Ask that question for dinner and you will have an empty look, or someone will tell you that it is the same as bitcoin (it is not) or that it is a machine of truth (not really) or that it will have a greater impact on the Internet (maybe, but not for quite a while). In general, however, you will find that people are short of specifics, not least because blockchain is one of those things that seem to become more complex in its details and larger in its implications, plus the study.

But here, at least, there are some facts to help you get started.

Blockchain has its roots in the financial crisis of 2008, when the global financial system approached the complete collapse. In its wake, some computer scientists, including one named Satoshi Nakamoto (who may not even be one person, but several people operating under a pseudonym), have begun to consider ways in which financial transactions could be safely done on a peer-to-peer basis, without the need for a financial intermediary. The main challenge was how to solve the problem of "double spending" in a low trust environment like a computer network; in other words, how to ensure that, once an online transaction is made, this transaction is recorded in an indelible way, without any possibility of bad actors negotiating the same financial instrument more than once. The problem of double spending has been solved for centuries by banks and other financial institutions that have canceled transactions and kept records. But in the wake of the financial crisis, people were looking for other methods. The solution proposed by Nakamoto was the blockchain.

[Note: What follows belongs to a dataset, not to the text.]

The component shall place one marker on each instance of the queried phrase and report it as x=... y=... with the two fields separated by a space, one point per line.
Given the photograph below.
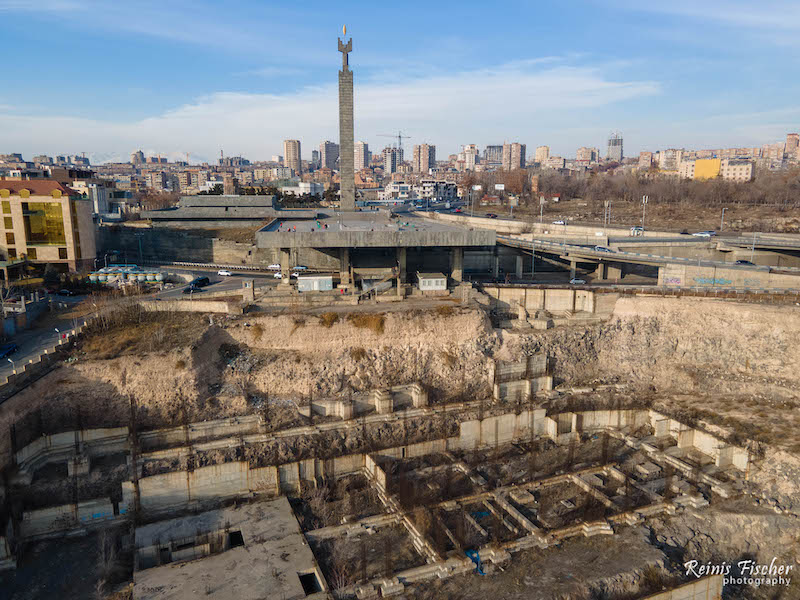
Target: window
x=44 y=222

Very simply, blockchain is what is known as a distributed ledger, ie an index of transactions in which each exchange is ratified not by a central authority but by a majority (at least 51%) of users on a network that uses something called the consent algorithm. Every ten minutes, transactions that were conducted during that time period are divided into a block, which is then encrypted by an extremely complex process of computing the calculation known as "mining" and becomes a permanent and unchanging part of the chain. A complete copy of the chain is hosted locally on all computers on the network. The distributed nature of the system, the complexity of cryptography and the permanent nature of the chain make it extremely difficult to hack and malfunction even in the absence of a traditional central authority.

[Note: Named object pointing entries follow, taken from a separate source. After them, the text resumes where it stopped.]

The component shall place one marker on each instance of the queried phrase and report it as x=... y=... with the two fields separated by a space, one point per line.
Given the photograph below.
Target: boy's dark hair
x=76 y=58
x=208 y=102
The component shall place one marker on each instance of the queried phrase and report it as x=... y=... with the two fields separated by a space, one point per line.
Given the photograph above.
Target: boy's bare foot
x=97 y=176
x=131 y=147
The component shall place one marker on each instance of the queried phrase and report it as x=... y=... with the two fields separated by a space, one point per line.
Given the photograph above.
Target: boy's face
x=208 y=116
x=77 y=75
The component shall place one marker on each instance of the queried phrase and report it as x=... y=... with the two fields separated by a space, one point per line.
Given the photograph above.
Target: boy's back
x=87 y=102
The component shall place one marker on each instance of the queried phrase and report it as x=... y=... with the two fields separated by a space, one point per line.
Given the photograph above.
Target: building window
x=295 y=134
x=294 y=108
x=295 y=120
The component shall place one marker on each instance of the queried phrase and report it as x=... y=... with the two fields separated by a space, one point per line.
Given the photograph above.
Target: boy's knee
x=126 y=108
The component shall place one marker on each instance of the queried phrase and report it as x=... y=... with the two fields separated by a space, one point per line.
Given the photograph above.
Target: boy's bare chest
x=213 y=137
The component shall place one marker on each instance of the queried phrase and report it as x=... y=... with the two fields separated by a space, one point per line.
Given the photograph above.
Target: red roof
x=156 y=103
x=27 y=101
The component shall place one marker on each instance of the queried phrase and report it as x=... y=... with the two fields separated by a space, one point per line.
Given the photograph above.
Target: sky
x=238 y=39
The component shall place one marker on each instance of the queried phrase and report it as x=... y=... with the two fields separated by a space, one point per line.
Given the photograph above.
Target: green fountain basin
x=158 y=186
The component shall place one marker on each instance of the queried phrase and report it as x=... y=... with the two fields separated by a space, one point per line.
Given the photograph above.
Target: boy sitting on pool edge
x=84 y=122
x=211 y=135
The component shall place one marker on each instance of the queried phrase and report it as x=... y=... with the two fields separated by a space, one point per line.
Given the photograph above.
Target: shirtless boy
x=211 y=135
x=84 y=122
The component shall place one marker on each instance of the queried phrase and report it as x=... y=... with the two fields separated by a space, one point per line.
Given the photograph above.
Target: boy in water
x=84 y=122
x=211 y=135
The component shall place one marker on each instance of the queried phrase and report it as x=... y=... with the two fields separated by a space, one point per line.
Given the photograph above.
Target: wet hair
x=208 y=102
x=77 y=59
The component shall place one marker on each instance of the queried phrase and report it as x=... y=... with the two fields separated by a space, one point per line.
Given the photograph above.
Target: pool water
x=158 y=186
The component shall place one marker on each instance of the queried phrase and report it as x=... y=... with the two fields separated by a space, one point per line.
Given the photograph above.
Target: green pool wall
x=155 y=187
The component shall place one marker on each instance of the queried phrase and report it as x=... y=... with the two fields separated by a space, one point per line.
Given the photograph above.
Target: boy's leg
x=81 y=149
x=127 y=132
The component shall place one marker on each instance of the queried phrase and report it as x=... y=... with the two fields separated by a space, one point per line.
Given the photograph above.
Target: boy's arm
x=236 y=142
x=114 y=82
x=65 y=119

The blockchain was initially used for a single purpose, the trade in a cryptocurrency known as bitcoin, which probably explains why the two are so often confused. The entities on the bitcoin network (sometimes individuals, sometimes unions that gather their computing power) earn bitcoins as compensation for the time and computing energy used to "extract" the data, ie find the cryptographic solution for protect the last block of transactions and add it to the chain (this is where IT becomes complicated). It soon became clear, however, that a greater potential advantage of blockchain technology is easy multiparty access to secure real-time data and the associated ability to generate more efficient processes, both inside and outside the company. 39; company. Blockchain data has a number of important advantages over traditional data storage options such as cloud servers. Firstly, its advanced cryptography makes it very difficult to tamper with. Secondly, its distributed nature means that there is no central point of failure, which makes it very robust. Third, the nature of the blockchain means that you have a perfect control trail that allows you to view the entire history of any part of data over time. Finally, its process integrity means that any data that a user adds to the chain is not validated until the integrity of the user is confirmed by the majority of users on the network.

All these factors ensure that the blockchain has significant implications for the distribution sector, particularly in the management of supply chains. In the next edition of MDM Premium, scheduled for December 10th, we will take a look at some of these implications. In the meantime, if Blockchain should come to any party, you're covered.